The number is format to d:h:min (days, hours and minutes) i would like to format as m:d:h:min (month, days, hour, min) is that possible?

 

Bellow show what happens when i add a day in a sequence wich is already with 31 days. 

 

Sem título 1.png

And below show how i would like to be: 

 

 

Sem título 2.png

 

Appreciate your reply.

2 Replies

@arturp97 

Months and days are always calendar-based in Excel's number formats.

Perhaps there is an alternative, but it'd be handy to see a sample workbook. Could you attach one to a reply, or if that is not possible, make it available through OneDrive/Google Drive/Dropbox?

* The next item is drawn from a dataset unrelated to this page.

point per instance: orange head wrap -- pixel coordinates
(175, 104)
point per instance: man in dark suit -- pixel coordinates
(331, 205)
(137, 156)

@arturp97  wrote: ``i would like to format as m:d:h:min (month, days, hour, min) is that possible?``

 

No, not with formatting alone.  You must use a formula that creates a text result --  which cannot be referenced directly in numeric expressions, if that is your intent.

 

"d" seems to work for zero to 31 days only by coincidence.  "d" formats the day of the month, not number of days.

 

Moreover, "m" (not after "h" and not in the form "[m]") formats the month of the year, not number of months.

 

Both assume that the integer part of the cell value is a date "serial number" -- the number of days since 12/31/1899 (for the default date system on Windows).

 

For a result that looks like days:hrs:mins, you would need an expression of the form:

 

INT(A1) & ":" & TEXT(A1, "hh:mm")

 

Appending a number of months is debatable, because the number of days per month varies; namely, 28, 29, 30 and 31.  One method:

 

INT(A1/30.4375) & ":" & INT(A1) - INT(A1/30.4375) & ":" & TEXT(A1, "hh:mm")

 

where 30.4375 is the average number of days per month in any 4-year period, including a leap year; that is,  (3*365 + 366)/48.